Charter school lotteries are fixed. I am not suggesting operators have systematic ways to populate schools with high-achieving students. For the most part, this is a misconception propagated by charter school detractors. However, even when operators entice lottery participation, voluntary entry skews the composition of charter populations. To truly fix charter lotteries, give every student a chance.
The issue is particularly relevant in NYC, which has 197 charter schools educating 83,200 students, according to the NYC Charter School Center, a support organization. The center says interest is so high that all but a handful have to choose students by lottery.
Instead of relying on voluntary participation, charter lotteries should include every student within a district or zone. Assuming random selection, including all students would provide an equal opportunity to win the lottery. Students selected by drawing would attend a charter, unless they refuse placement. Such a fix would maintain the power of school choice while providing all the opportunity to make that choice.
Current procedures presuppose the existence of family members and advocates who have the motivation to choose lottery participation. The need for a lottery suggests that many students receive such support. For these overcrowded pools of entrants, lotteries provide a fair way to select incoming classes. Yet, for students with advocates too stubborn, apathetic, or negligent, a lottery offers no chance. Their absence (and loss) is not random.
In fairness to many charter operators, the inability of lotteries to select classes of students that are equivalent to local public schools should not unequivocally eliminate admiration of charter outcomes. Many charters provide high-quality education that yields positive outcomes. Yet, critics dismiss performance of charters if they serve students who are less underprivileged or vulnerable than their traditional school peers. In my courses, I challenge that condemnation by asking, "How poor must students be before their educational attainment becomes impressive?" I have similar trouble with detractors who accuse charters of supporting race and class segregation.

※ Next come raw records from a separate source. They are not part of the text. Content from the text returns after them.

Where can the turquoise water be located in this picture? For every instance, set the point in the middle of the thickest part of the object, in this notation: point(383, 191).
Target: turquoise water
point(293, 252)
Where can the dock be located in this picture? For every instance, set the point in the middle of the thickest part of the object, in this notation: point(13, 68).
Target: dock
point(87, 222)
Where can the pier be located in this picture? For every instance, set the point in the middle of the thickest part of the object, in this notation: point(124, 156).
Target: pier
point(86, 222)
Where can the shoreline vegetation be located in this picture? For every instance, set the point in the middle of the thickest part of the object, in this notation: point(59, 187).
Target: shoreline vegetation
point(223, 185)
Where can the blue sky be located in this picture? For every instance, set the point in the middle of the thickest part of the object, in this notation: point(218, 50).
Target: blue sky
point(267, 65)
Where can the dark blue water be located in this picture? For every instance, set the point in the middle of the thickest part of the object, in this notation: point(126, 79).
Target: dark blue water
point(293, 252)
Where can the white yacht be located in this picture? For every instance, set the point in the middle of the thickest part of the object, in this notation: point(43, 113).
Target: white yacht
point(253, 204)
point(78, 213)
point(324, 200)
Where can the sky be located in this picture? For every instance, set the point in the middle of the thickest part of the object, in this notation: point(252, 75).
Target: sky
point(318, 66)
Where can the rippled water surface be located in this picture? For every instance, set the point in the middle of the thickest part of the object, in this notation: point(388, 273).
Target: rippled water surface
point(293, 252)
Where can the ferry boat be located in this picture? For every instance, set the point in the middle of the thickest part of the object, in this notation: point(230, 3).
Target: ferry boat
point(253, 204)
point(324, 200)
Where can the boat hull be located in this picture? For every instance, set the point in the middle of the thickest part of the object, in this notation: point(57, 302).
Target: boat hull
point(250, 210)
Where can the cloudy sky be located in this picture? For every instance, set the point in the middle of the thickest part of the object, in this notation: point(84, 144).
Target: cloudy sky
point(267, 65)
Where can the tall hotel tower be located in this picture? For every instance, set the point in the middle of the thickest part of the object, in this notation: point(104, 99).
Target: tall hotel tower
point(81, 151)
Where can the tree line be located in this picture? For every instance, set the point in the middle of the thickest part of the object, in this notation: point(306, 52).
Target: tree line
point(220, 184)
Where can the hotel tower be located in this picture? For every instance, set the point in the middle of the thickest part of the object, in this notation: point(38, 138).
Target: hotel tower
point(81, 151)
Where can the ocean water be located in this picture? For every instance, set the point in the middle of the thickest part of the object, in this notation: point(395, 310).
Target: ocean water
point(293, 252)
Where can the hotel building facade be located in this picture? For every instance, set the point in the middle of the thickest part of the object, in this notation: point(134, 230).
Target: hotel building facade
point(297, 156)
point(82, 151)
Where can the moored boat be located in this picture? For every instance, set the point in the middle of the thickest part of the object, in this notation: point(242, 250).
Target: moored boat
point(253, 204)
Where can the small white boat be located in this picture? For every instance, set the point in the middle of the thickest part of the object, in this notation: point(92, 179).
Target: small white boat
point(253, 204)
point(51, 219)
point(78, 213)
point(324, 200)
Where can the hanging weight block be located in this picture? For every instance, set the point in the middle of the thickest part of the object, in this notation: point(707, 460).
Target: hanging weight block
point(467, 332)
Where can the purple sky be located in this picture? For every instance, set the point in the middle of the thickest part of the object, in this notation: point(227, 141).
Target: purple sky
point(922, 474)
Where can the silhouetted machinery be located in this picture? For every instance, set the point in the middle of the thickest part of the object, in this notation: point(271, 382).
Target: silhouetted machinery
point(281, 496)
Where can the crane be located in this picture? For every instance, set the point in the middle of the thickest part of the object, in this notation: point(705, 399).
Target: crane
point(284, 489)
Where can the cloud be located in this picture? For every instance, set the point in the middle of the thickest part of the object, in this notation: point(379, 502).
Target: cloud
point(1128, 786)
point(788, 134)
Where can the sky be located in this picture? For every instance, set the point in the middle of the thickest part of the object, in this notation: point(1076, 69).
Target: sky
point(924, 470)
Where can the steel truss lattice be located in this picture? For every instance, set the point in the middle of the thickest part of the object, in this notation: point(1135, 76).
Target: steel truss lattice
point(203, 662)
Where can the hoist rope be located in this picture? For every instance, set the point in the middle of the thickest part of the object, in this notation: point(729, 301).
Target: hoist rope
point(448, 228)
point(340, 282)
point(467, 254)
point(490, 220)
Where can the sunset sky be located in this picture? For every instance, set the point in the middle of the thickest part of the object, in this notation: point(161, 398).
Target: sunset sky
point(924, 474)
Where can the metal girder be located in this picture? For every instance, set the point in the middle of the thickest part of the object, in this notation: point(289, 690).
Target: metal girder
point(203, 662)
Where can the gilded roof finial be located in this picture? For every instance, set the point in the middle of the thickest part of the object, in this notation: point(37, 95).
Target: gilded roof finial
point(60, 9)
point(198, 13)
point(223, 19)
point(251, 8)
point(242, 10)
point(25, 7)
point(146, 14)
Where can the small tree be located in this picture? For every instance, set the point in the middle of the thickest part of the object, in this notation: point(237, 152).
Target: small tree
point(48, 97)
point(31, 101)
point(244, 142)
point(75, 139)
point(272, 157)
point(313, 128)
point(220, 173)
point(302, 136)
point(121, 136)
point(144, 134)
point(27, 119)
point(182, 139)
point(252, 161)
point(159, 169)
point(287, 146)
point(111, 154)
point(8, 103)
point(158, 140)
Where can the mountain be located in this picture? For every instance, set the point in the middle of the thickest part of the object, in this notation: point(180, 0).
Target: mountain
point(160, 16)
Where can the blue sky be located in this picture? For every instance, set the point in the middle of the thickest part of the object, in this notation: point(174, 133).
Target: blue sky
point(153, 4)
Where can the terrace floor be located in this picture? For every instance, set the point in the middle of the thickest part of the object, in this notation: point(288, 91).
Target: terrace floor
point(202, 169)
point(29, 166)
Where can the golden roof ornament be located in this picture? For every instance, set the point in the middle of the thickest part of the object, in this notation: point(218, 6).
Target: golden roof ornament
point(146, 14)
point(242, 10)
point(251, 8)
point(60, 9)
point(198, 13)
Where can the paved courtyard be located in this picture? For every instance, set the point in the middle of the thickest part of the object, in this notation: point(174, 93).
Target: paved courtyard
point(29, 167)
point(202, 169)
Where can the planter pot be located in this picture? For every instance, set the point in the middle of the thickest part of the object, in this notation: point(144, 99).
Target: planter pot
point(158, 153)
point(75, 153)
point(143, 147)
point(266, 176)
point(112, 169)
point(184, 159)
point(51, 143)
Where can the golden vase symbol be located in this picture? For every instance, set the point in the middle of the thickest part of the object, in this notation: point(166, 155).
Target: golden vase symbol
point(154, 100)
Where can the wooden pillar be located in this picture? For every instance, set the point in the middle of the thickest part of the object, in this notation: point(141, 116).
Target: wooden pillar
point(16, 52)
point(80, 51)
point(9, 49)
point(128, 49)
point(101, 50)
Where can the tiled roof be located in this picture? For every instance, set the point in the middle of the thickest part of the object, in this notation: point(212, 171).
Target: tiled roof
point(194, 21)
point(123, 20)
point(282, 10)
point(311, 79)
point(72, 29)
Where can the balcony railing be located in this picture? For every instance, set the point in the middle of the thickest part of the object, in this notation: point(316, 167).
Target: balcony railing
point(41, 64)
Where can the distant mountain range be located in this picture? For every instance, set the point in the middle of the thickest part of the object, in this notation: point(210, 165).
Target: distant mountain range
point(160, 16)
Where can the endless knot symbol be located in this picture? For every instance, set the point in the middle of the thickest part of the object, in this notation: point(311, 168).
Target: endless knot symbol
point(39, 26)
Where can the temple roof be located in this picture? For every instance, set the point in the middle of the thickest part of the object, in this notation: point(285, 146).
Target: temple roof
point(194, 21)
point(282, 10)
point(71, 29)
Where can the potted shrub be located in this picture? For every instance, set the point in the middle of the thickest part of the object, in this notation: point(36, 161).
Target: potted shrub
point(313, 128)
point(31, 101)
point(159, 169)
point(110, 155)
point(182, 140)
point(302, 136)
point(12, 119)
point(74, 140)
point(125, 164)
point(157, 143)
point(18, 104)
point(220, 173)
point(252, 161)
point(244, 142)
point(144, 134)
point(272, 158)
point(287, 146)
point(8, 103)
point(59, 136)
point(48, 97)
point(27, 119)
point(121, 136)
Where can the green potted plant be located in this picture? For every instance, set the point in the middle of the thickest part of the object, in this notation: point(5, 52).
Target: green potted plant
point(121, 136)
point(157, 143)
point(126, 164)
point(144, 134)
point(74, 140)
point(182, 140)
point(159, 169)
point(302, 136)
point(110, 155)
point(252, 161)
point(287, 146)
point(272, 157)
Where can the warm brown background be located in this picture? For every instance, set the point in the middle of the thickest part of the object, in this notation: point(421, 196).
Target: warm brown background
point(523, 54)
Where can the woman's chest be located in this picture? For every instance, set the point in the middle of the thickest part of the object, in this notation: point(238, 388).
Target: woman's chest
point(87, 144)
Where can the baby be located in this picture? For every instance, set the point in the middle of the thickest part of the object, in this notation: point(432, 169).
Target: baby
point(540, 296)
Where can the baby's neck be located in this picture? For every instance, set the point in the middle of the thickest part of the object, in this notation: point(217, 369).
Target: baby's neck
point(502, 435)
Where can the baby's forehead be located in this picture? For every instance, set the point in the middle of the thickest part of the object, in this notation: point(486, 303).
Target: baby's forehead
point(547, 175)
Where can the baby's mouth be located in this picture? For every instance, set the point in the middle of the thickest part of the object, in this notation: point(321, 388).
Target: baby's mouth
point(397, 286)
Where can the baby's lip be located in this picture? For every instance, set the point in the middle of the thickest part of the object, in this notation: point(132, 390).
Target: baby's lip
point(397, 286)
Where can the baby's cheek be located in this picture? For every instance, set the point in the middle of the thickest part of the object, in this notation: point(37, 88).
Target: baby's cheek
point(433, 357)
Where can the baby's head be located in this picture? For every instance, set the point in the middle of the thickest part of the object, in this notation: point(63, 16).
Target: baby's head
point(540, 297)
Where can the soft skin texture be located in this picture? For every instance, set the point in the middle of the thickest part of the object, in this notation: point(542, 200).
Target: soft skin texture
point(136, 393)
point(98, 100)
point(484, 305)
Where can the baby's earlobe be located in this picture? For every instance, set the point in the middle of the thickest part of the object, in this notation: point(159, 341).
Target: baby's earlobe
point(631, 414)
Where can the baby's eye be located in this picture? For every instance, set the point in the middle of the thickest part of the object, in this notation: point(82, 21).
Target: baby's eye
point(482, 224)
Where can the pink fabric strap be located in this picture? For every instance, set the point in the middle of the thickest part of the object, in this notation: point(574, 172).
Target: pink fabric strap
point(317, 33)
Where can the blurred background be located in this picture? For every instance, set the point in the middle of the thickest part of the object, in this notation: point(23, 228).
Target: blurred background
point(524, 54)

The accusers cast judgment as charters attempt to meet the needs of parents who must navigate between irreconcilable choices of education and equality for their children. Because they tend to focus on meeting the needs of underprivileged communities, segregated student populations often accompany the possibilities offered by charters.
Like current policies, my proposed charter lottery fix has trade-offs. Most notably, entering all students in a lottery limits the choice of some students. After all, to have the opportunity to make a choice, the student must still win a seat.
Similarly, my proposed fix does not guarantee equivalent charter and traditional school populations. Non-random factors such as residence and child care could unduly bias school choices. My "opt out" proposal may not compel responses from those who overlook school choice options. However, including the entire population of students in the lottery would safeguard against the unequal distribution of non-responders among charter and traditional schools.
Regardless of claims otherwise, charter school lotteries are anything but random. Although drawings indiscriminately select winners from the lot of entrants, their procedures discriminate against the neediest of students. Not every knocked-upon door will be opened, phone call answered, or flier hung upon a refrigerator. For students behind closed doors, lacking a reliable phone number, without a refrigerator, or a flier-hanging guardian, choice was never an option.
To give these students a chance, charter school lotteries need a fix.
Craig Hochbein is an assistant professor of educational leadership at Lehigh University's College of Education.